Берега Ичхора лиственны. Пока мы переживали наши человеческие горести и перемены, деревья там, в лесу, тоже менялись. Медленно-медленно сходил их цвет, вымирали листья, редели макушки. Но поределые шапки еще остались, и сейчас, когда раздвинулся день и к нам хлынуло ослепительное солнце, я увидел долину, насыщенную золотом. Сквозное золото трепетало на легком ветру. Каждое дерево пожелтело по-своему; не было ни одной повторяющейся краски. Березы вызолотились до чистой пепельной желтизны, похожей на головы деревенских ребят летом. Дуб заржавел и стоял в пятнах. Густо-коричневый цвет был на липах, цвет столярного клея. И в шевелящихся оттенках этого золота, словно красные лужицы крови, трепетали кровавые заросли азалий, поднимая кверху свои листья-свечки.
В профессорском домике укладывали чемоданы. Маро, стоя на коленях, клала в него одну за другой аккуратно завернутые вещи. Варвара Ильинишна штопала носки. Обе молчали. Маро осунулась немного и гладко пригладила волосы, связав локоны на затылке. Она казалась, впрочем, спокойной, и только темные круги под глазами да сжатый рот напоминали о вчерашнем. Меня ей было неприятно видеть. Она едва протянула мне руку и снова занялась укладкой. Я это понял.
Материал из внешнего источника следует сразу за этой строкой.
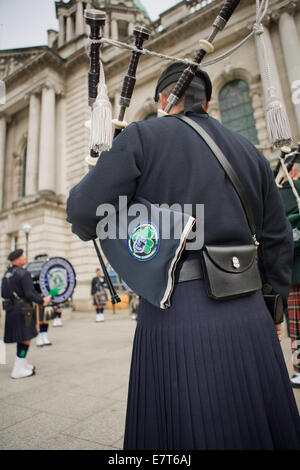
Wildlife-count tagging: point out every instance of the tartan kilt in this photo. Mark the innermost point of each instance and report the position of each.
(294, 323)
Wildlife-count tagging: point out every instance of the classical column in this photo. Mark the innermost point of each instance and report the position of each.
(79, 19)
(60, 145)
(47, 141)
(61, 31)
(3, 125)
(69, 29)
(262, 63)
(291, 51)
(114, 30)
(32, 162)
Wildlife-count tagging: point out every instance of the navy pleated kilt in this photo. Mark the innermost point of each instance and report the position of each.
(15, 330)
(209, 375)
— Карл Францевич, вы скоро? — спросил я у Фёрстера, нагнувшегося в жилетке над саквояжем. Он выпрямился и снял пиджак с гвоздя.
— Да. Маро, где мой галстук?
Маро подошла к дивану. Галстук оказался под кошкой Пашкой, преспокойно разлегшейся на нем всеми четырьмя лапами. Маро схватила ее за шиворот и сбросила на пол. Кошка мяукнула, подняла хвост трубой и в удивлении заходила вокруг ее ног.
— Уйди ты, брысь!! — крикнула Маро и оттолкнула ее ногой. В продолжение этой сценки Фёрстер глядел на дочь. Он ничего не сказал, но девушка встретила его взгляд и пожала плечами.
— На тебе галстук, па.
Фёрстер встряхнул галстук и сам завязал его. Мы вместе вышли.
— Горы-то, горы в снегу! — воскликнул он, снимая шляпу и глядя вперед, на белые гребни. — Можно ли тут соскучиться, Сергей Иванович! Каждый год дивлюсь таким дням и не могу привыкнуть. Что вы повесили голову, голубчик? Вам еще предстоит старость. Не смейтесь, это прекрасная штука. Только в старости и наслаждаешься хорошей погодой.
Он никогда не был так разговорчив. Потихоньку я поглядел на него. В выражении его лица была какая-то странная, необычная удовлетворенность. И кожа его показалась мне прозрачной, как сегодняшний воздух. Каждая морщинка была видна на ней и бесчисленные морщинки вокруг сияющих, молодых глаз. Он смеялся.
— Маро я возьму с собой и, может быть, там оставлю… на время. Ну, вот, мы пришли. Сегодня я распрощаюсь с больными и объявлю вас моим заместителем.
У дверей санаторки поджидал Зарубин. С тех пор как тигру его удалось благополучно сорваться с цепи, Зарубин хранил неизменную улыбку. Он называл ее «улыбкой воспоминания». С такою улыбкой он пожал нам руки и тоже кивнул головой на горы. Даже швейцар вывесил свою канарейку, славившуюся хроническим недугом и потому лишь изредка хрипевшую вместо пения, — вывесил ее наружу и поздравил нас с хорошей погодкой.